Thus, the diagonal matrix $H (s)$ is obtained as in equation (12)

H (s) : = G (s) D (s) = [\begin{matrix} h_{11} (s) & h_{12} (s) \\ h_{21} (s) & h_{22} (s) \end{matrix}]

(12)

While the off-diagonal elements of $H (s)$ are zero, the diagonal elements ( $h_{11} (s)$ and $h_{22} (s)$ ) are controlled by the decentralized controllers which are $C_{1}$ and $C_{2}$ .

Figure 2.

Control structure for two-input two-output system using a decoupler matrix.

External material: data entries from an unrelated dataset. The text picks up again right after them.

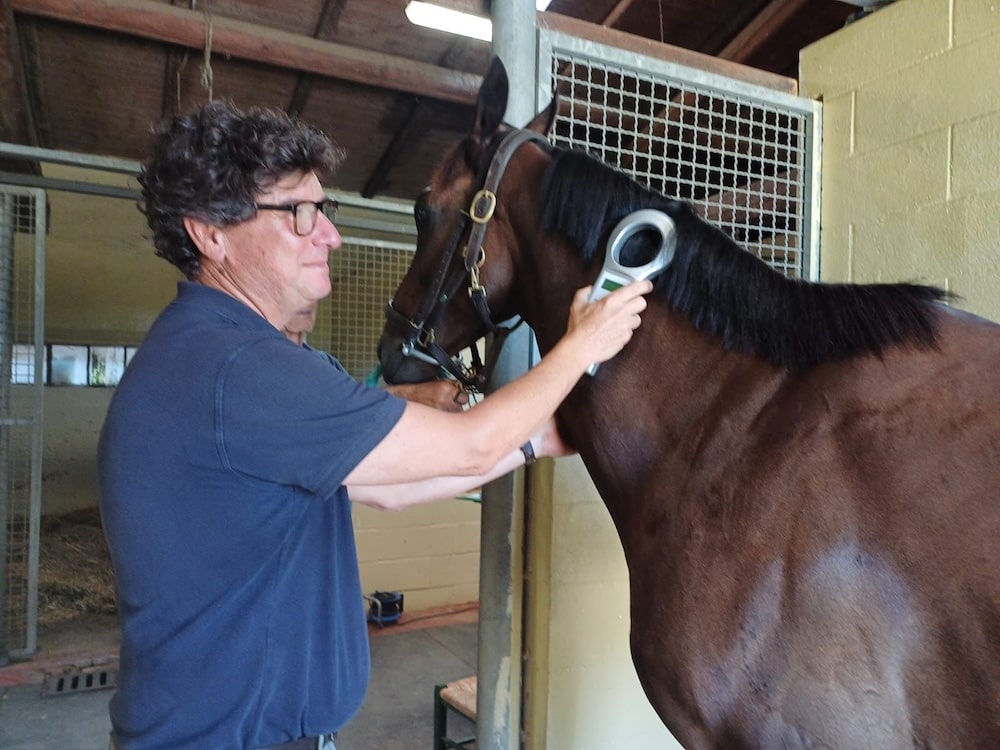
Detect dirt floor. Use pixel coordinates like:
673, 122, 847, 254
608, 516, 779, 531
38, 508, 118, 633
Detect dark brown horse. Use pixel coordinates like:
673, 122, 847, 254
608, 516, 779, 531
380, 60, 1000, 750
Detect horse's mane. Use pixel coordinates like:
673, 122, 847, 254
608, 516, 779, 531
542, 150, 948, 369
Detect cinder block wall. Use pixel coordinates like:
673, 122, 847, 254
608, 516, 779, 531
800, 0, 1000, 320
525, 458, 680, 750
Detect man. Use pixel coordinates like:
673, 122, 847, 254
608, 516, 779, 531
99, 103, 651, 750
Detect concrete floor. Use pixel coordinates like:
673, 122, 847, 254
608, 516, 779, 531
0, 609, 478, 750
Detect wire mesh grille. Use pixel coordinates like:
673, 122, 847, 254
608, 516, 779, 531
551, 50, 811, 277
0, 189, 44, 663
308, 238, 414, 380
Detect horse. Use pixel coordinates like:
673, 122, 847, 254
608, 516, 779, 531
379, 61, 1000, 750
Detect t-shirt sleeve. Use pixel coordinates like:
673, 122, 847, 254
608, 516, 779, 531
215, 339, 405, 496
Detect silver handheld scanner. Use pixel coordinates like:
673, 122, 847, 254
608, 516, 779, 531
587, 208, 677, 375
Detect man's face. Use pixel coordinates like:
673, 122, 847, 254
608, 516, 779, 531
217, 172, 341, 328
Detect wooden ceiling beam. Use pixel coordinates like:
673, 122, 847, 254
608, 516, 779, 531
718, 0, 810, 62
9, 0, 482, 104
0, 0, 38, 153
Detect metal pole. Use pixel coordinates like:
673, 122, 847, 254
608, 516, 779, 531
0, 193, 15, 666
476, 0, 536, 750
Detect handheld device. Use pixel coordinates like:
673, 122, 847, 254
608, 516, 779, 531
587, 208, 677, 375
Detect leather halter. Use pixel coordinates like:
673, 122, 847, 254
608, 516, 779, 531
385, 130, 551, 392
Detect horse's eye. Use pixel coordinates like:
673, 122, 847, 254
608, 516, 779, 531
413, 195, 434, 229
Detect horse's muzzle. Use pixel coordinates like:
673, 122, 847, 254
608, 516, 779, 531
378, 332, 440, 385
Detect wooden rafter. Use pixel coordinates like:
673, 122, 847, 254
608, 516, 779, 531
0, 0, 38, 159
10, 0, 482, 104
288, 0, 347, 115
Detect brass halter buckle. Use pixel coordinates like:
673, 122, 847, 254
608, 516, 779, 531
462, 246, 486, 297
469, 188, 497, 224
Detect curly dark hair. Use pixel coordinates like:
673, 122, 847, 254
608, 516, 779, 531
138, 101, 343, 280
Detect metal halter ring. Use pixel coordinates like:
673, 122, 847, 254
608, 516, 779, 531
469, 188, 497, 224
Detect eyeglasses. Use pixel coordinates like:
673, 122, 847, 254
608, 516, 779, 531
254, 198, 340, 237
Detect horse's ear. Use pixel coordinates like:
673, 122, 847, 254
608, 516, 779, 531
471, 57, 509, 143
524, 94, 559, 137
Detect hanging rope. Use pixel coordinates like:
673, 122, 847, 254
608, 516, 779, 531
201, 2, 215, 101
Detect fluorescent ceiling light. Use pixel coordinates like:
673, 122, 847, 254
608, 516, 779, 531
406, 0, 552, 42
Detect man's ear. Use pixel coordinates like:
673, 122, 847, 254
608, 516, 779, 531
184, 216, 227, 264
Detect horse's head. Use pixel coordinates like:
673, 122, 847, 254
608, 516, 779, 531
378, 58, 555, 389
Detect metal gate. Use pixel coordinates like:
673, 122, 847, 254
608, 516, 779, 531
538, 28, 822, 280
0, 186, 47, 664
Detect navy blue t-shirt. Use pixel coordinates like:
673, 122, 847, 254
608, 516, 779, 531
98, 282, 404, 750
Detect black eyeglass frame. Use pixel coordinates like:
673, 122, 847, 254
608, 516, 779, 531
253, 198, 340, 237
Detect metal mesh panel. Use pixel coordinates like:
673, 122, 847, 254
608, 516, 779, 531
550, 49, 813, 277
0, 188, 45, 663
308, 238, 414, 380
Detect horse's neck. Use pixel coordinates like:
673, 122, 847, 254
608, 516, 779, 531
540, 300, 781, 524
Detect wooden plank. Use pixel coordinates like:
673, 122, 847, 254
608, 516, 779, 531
0, 0, 38, 150
719, 0, 808, 69
538, 13, 798, 95
10, 0, 482, 104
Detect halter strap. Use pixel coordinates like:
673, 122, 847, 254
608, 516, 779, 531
386, 129, 551, 400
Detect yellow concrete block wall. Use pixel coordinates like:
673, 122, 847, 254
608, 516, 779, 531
800, 0, 1000, 320
525, 458, 680, 750
354, 499, 480, 613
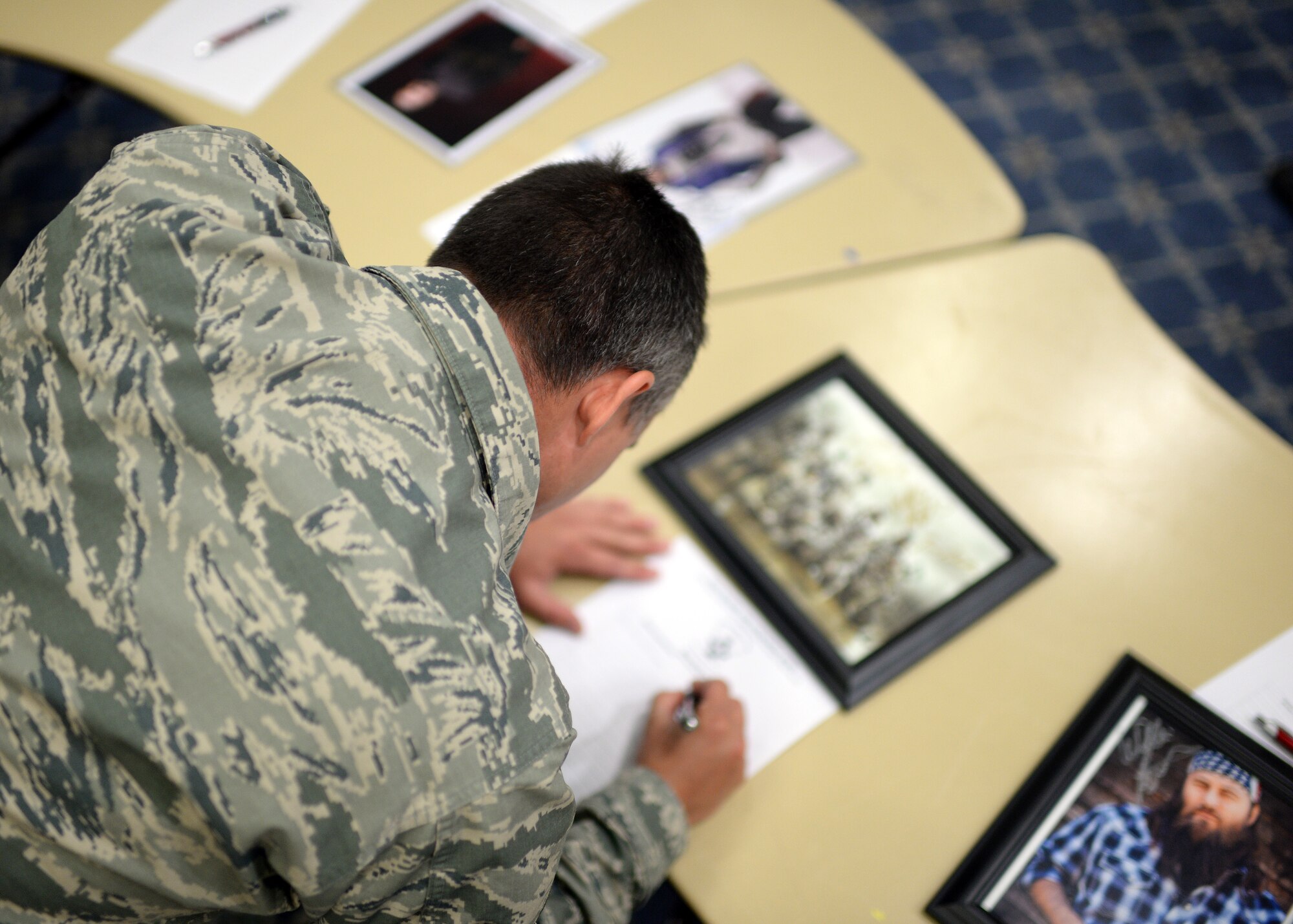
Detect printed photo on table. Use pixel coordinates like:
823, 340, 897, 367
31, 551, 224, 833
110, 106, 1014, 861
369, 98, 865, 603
561, 63, 857, 244
340, 0, 601, 163
423, 63, 859, 246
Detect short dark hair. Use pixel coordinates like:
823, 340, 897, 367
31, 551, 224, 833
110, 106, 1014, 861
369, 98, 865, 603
428, 155, 706, 420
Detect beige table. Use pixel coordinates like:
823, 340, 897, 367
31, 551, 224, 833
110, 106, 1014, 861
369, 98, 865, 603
579, 237, 1293, 924
0, 0, 1024, 291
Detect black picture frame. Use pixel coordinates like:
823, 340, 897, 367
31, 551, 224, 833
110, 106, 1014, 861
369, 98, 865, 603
643, 354, 1055, 708
926, 654, 1293, 924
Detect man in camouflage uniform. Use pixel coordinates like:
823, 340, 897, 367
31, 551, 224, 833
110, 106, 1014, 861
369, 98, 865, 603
0, 127, 742, 921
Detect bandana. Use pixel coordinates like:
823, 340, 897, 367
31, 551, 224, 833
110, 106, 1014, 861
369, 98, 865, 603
1190, 751, 1262, 804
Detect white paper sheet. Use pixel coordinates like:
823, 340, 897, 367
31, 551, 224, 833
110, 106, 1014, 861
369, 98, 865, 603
109, 0, 366, 113
1195, 629, 1293, 764
513, 0, 641, 35
535, 539, 839, 799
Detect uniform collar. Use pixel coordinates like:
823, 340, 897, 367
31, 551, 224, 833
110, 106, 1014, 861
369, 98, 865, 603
365, 266, 539, 559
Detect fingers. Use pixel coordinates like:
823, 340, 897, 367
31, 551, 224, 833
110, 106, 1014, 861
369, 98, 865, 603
512, 579, 583, 633
570, 548, 656, 581
646, 691, 687, 727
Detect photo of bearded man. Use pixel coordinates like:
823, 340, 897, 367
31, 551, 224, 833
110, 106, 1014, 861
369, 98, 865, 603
996, 713, 1293, 924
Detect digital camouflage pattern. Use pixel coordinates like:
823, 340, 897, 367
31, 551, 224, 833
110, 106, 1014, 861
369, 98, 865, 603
0, 127, 685, 923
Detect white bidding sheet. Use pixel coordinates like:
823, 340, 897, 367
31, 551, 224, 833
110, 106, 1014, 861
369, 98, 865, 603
109, 0, 367, 113
1195, 629, 1293, 764
535, 539, 839, 799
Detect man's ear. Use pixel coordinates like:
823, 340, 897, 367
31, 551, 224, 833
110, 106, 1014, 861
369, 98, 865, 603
575, 367, 656, 446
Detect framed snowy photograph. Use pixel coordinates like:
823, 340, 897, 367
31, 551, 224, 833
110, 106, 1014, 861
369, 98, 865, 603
645, 356, 1054, 707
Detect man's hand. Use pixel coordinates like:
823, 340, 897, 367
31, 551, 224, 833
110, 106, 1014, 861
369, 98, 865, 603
637, 681, 745, 824
512, 499, 668, 632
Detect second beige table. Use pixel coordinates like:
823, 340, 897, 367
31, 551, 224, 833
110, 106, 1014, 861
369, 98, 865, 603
0, 0, 1024, 291
575, 237, 1293, 924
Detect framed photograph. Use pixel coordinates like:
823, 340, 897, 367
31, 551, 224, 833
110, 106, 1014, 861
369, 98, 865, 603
926, 655, 1293, 924
644, 356, 1054, 708
423, 63, 859, 246
340, 0, 603, 164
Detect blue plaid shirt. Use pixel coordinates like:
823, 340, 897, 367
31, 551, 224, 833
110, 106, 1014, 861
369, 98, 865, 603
1020, 805, 1284, 924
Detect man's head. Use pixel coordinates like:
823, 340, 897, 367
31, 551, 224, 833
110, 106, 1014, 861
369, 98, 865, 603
1181, 751, 1262, 844
1149, 751, 1262, 892
429, 152, 706, 514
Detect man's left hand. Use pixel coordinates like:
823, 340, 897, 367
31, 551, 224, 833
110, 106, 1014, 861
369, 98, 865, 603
512, 499, 668, 632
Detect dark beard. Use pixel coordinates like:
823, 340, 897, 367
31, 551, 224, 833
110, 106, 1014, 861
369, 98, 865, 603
1148, 793, 1257, 896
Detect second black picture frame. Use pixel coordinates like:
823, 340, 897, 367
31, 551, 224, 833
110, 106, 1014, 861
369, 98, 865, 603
644, 356, 1054, 708
926, 655, 1293, 924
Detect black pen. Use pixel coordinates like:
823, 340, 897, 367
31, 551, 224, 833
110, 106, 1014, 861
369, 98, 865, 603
674, 690, 701, 731
1253, 716, 1293, 755
193, 6, 291, 58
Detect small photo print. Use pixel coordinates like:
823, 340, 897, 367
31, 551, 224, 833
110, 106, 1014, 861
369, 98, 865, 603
575, 63, 857, 244
340, 0, 601, 163
685, 378, 1012, 667
423, 63, 857, 246
983, 698, 1293, 924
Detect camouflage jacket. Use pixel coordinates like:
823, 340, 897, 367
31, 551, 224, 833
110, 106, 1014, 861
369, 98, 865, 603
0, 127, 685, 923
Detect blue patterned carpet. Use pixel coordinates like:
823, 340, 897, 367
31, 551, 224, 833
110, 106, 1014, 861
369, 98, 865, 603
840, 0, 1293, 440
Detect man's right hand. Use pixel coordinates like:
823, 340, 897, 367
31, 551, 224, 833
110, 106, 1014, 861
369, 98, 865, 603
637, 681, 745, 824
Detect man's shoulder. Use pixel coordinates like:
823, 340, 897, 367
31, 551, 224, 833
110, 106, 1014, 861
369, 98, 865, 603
1080, 802, 1149, 839
91, 125, 345, 263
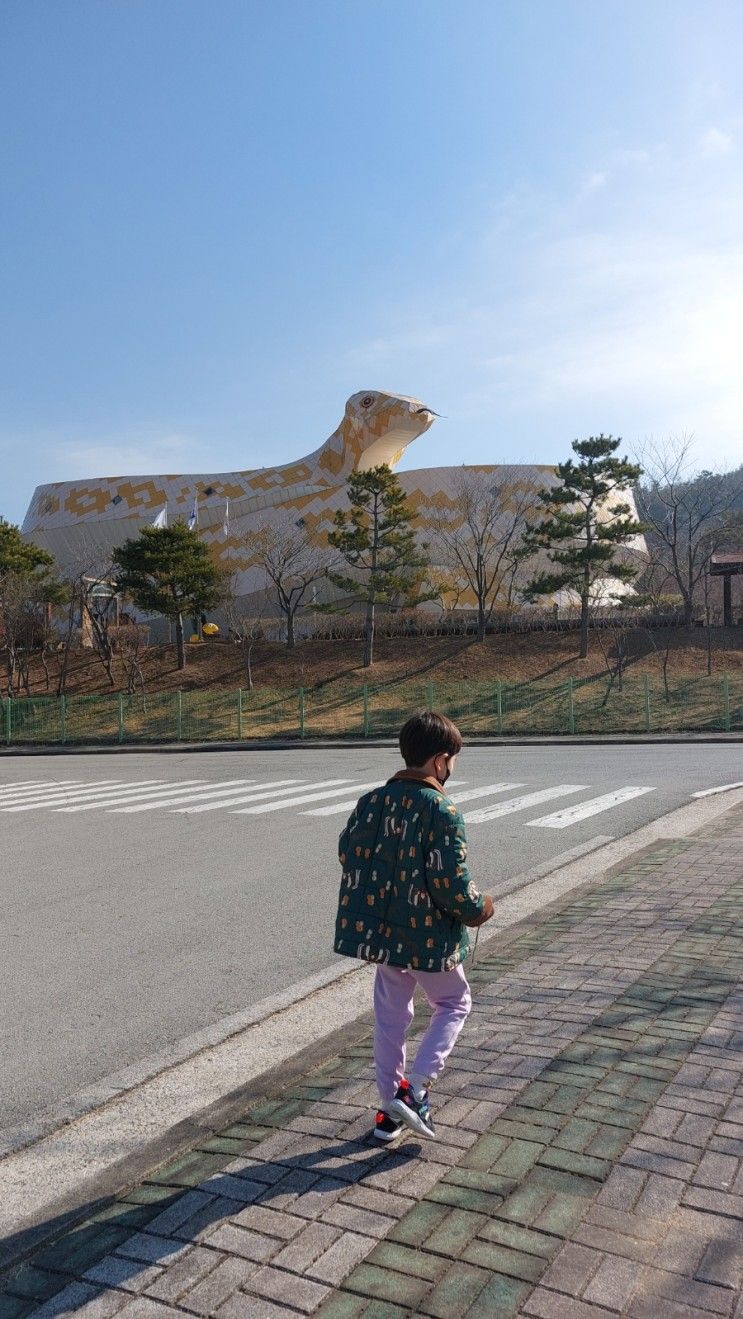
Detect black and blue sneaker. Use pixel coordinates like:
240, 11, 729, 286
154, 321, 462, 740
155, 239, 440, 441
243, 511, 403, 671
373, 1108, 405, 1145
373, 1080, 409, 1145
389, 1086, 437, 1141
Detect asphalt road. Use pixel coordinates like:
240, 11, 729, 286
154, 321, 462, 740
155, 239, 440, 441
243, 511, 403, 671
0, 744, 743, 1129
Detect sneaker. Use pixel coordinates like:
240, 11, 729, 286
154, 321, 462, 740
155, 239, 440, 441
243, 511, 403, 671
389, 1087, 437, 1141
373, 1078, 410, 1144
373, 1108, 404, 1145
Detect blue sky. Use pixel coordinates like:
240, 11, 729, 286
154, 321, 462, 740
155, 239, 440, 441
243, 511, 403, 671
0, 0, 743, 520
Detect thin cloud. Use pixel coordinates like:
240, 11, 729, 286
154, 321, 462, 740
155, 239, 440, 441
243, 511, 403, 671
41, 433, 214, 481
699, 128, 734, 157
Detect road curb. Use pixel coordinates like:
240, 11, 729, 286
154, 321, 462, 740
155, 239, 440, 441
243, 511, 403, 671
0, 790, 743, 1266
0, 731, 743, 760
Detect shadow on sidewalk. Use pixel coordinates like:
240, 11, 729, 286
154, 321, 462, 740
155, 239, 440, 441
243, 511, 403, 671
0, 1132, 421, 1315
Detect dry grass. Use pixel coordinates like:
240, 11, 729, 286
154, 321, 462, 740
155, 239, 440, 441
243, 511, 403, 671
10, 628, 743, 696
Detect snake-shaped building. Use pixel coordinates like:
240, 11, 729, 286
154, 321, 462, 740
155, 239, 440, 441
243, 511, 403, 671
22, 390, 641, 614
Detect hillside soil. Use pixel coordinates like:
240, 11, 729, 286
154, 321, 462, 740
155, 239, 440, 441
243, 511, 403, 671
3, 628, 743, 696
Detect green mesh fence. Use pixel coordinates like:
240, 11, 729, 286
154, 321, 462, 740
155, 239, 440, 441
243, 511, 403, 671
0, 675, 743, 747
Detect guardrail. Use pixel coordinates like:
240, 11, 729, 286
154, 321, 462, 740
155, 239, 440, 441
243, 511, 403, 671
0, 674, 743, 747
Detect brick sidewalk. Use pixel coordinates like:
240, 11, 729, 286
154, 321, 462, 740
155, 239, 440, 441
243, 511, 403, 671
0, 811, 743, 1319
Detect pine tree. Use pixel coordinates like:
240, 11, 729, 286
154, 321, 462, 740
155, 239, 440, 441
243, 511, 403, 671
327, 466, 426, 667
0, 517, 54, 579
113, 522, 224, 669
524, 435, 643, 660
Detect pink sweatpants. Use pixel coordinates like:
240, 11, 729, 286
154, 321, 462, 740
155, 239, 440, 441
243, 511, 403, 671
373, 966, 472, 1108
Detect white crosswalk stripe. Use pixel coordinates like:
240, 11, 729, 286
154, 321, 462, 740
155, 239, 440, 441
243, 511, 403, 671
528, 786, 655, 828
171, 778, 348, 815
465, 783, 589, 824
170, 778, 316, 815
54, 778, 207, 815
107, 778, 255, 815
0, 778, 95, 802
0, 778, 58, 798
0, 778, 126, 815
9, 778, 162, 810
232, 780, 379, 815
302, 778, 467, 815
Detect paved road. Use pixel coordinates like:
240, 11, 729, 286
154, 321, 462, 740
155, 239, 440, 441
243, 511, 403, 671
0, 744, 743, 1128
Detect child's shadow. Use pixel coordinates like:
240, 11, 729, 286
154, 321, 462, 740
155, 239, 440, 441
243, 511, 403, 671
27, 1132, 421, 1312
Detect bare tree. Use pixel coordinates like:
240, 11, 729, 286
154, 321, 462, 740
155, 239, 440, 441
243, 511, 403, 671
116, 623, 148, 696
0, 568, 61, 696
243, 517, 334, 650
434, 467, 538, 641
637, 437, 743, 627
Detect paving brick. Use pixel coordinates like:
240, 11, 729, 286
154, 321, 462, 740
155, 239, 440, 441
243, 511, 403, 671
583, 1254, 643, 1312
534, 1242, 602, 1297
418, 1261, 490, 1319
694, 1237, 743, 1291
215, 1291, 304, 1319
635, 1173, 684, 1219
34, 1282, 100, 1319
307, 1232, 373, 1287
148, 1191, 214, 1237
538, 1146, 611, 1190
0, 1264, 67, 1302
181, 1256, 257, 1315
116, 1232, 189, 1268
682, 1186, 743, 1219
462, 1241, 544, 1282
597, 1166, 648, 1210
272, 1223, 340, 1273
146, 1245, 217, 1303
200, 1223, 281, 1264
83, 1254, 162, 1291
232, 1204, 307, 1241
322, 1203, 397, 1240
343, 1264, 430, 1310
522, 1287, 609, 1319
368, 1241, 446, 1282
119, 1297, 181, 1319
692, 1153, 739, 1191
315, 1291, 372, 1319
343, 1186, 416, 1219
388, 1199, 450, 1245
639, 1266, 734, 1315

The diagonal elements obtained by decoupling of the system may involve multiple time delays. It should be remarked that the DPA method cannot be applied to SISO systems with multiple time delays. Therefore, it is recommended to write the transfer functions of $h_{11} (s)$ and $h_{22} (s)$ in the discrete-time domain with a proper sampling time. Thus, controllers can be designed via the DPA method for the discrete-time transfer functions.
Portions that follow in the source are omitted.